Shadrach was probably the son of Captain Thomas Fox, who appears in the accounts of Philip Foley in 1669 as buying tough pig iron,

In the 1690s, Shadrach was renting the Coalbrookdale ironworks and supplying shot (for cannon) to the Board of Ordnance. He had some dispute with the Company for Making Iron with Pitcoal. His brother Thomas Fox had worked that company as founder near London, casting grenado shells and shot for the Board in 1693, after which Thomas became warden of the Fleet Prison, in which he stored 'bombs and grenado shells', probably ones empty of gunpowder.

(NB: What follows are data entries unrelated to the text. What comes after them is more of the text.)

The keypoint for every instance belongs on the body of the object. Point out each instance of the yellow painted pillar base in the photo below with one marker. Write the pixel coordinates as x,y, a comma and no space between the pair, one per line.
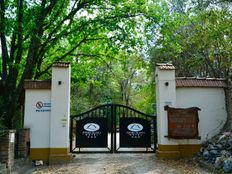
59,155
177,151
50,155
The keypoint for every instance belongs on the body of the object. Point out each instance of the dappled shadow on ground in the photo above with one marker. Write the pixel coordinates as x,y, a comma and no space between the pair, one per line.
124,164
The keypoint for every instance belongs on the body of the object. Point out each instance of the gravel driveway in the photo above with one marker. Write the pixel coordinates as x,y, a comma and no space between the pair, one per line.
123,164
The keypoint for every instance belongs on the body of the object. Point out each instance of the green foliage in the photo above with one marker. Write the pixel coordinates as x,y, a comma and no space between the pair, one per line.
35,34
197,42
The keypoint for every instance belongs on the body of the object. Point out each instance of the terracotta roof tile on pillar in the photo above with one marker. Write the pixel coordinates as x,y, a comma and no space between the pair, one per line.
37,84
165,66
200,82
61,64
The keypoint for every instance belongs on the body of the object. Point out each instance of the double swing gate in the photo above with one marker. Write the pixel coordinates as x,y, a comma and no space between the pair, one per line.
113,128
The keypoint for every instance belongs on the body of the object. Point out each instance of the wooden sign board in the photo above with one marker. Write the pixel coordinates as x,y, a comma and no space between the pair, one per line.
182,122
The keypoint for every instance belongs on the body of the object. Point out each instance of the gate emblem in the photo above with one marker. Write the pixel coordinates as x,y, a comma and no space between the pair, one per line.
135,127
91,127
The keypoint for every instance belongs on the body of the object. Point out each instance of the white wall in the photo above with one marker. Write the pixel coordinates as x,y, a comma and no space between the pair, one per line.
36,118
60,114
211,101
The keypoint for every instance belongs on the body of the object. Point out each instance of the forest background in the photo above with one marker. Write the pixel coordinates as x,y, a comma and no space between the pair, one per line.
112,45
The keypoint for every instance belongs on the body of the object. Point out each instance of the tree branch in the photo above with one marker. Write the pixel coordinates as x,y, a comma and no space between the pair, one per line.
5,56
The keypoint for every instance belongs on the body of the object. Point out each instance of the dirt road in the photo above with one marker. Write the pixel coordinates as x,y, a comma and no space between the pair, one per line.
123,164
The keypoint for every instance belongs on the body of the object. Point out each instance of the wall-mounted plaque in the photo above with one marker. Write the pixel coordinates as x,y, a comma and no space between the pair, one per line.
182,122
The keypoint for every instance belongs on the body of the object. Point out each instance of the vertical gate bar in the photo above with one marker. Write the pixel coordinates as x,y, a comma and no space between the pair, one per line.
155,132
112,124
115,127
71,135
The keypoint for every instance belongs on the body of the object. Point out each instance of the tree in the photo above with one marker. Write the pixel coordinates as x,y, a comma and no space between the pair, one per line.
197,42
34,34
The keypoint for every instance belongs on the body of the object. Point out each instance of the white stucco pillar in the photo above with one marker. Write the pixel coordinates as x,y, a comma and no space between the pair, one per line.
165,95
60,112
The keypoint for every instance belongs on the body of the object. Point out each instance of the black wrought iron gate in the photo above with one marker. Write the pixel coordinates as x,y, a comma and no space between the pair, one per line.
113,128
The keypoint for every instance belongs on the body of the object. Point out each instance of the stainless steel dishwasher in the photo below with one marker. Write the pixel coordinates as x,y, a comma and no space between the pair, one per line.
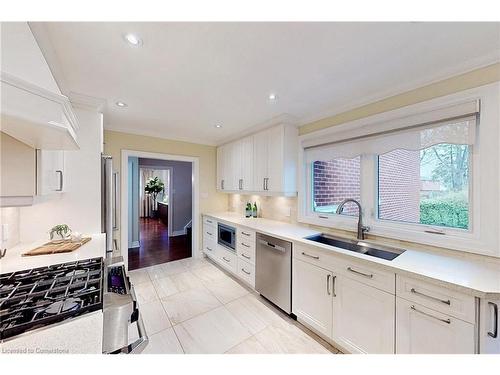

In 1701 he placed his brother in charge of another blast furnace, at Wombridge to which Isaac Hawkins supplied a large quantity of coal and ironstone, which suggests that they smelted iron with coke. Unfortunately, Coalbrookdale Furnace blew up, not later than April 1703, and Thomas died not long after. Coalbrookdale Furnace remained derelict until it was restored by Abraham Darby in 1709.

After leaving Coalbrookdale, Shadrach had an interest in a corn mill near London and worked as a founder casting shells for contractors, probably supplying the East India Company. He was then recruited to go to Russia to enter the service of Peter the Great. He travelled by way of Archangel, but died in the course of his first winter in Russia, leaving a destitute widow in England and several children, of whom his son Mesech served as a soldier and later sought to recover his father's property (but there was none).